Tunnel dreams

25 November 2015

IT'S A HOT Sunday evening in late June. I've got an assignment overdue for work; lectures starting early the following morning, and instead of thinking about either I'm heading to the Warwick University Campus Bar. It's good to be back in further education.

I had joined some 90 attendees for the British Tunnelling Society's Tunnel Design and Construction Course, which takes place over a five-day stretch each summer.

Attendees ranged from engineering students curious about underground construction, to young tunnel engineers looking to improve their knowledge of tunnelling concepts, to industry veterans interested in areas outside their particular expertise.

For the most part though, the attendees were young. And among the students, the same reason for attending kept coming up: "I'm desperate for a job in tunnelling". Believe them. The BTS offers sponsorship for up to five university students, which is obtainable by writing a 500-word essay on 'what do you hope to gain from the BTS Design and Construction Course', but others have to pay course fees of the order of GBP 1,400. A definite financial commitment for a student.

A number of students approached me to ask about likely employment prospects; which companies are active, which companies are hiring, who to speak to, and so on. Perhaps companies and recruiters are missing an opportunity here.

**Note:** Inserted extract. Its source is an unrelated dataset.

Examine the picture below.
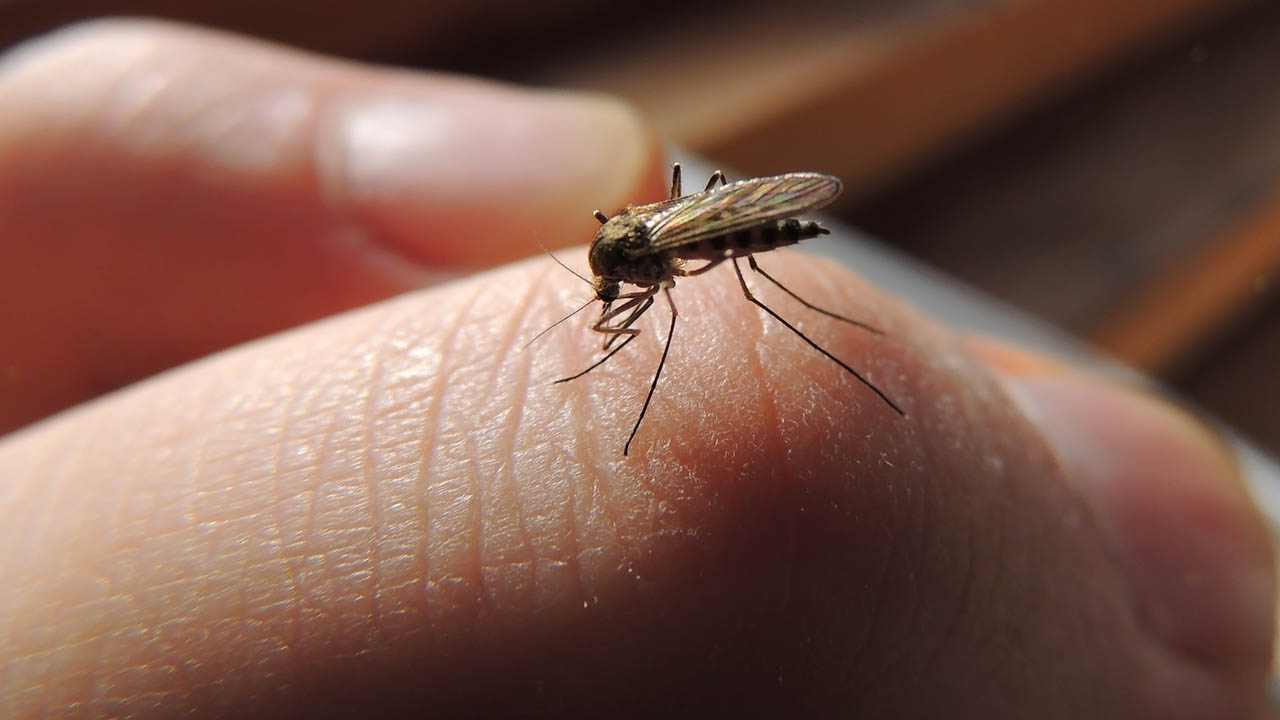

The course was excellent (see pp.48-49), and met its aim of "providing a comprehensive introduction to all aspects of tunnelling". It is also clearly popular; the lecture hall would be getting crowded with too many more people attending. But perhaps the wider industry could benefit from a careers segment, or a system by which students completing the course could submit their CVs to BTS Corporate Members, or other interested companies, for consideration.

One of the first activities of the Greek Tunnelling Society Young Members when it formed last year was to append a Career Day on to the Eastern European Tunnelling Conference. The main objective was to bring together tunnelling engineers with companies from Greece and the rest of Europe.

The two-part event began with presentations, first from the companies setting out their work and development plans, then a talk by the ITA Young Members Group on the growing role of young engineers in the ITA. The second part of the event was a networking session between companies and attendees.

Companies involved included: Hill International; Dr. Sauer and Partners; Systra; Geos Ingenieurs Conseils; Geodata; Vinci Construction; Omikron Kappa Consulting; Lombardi; and Pini Swiss Engineers. And speaking a couple of months after the event, a Greek Tunnelling Society member confided that out of the 80 Career Day attendees (it is not know how many applied for jobs), at least 10 were invited to second stage interviews.

This, or a similar approach, might be beneficial in making the course not only a way of passing on knowledge, but also an effective tool to bring fresh labour into the industry.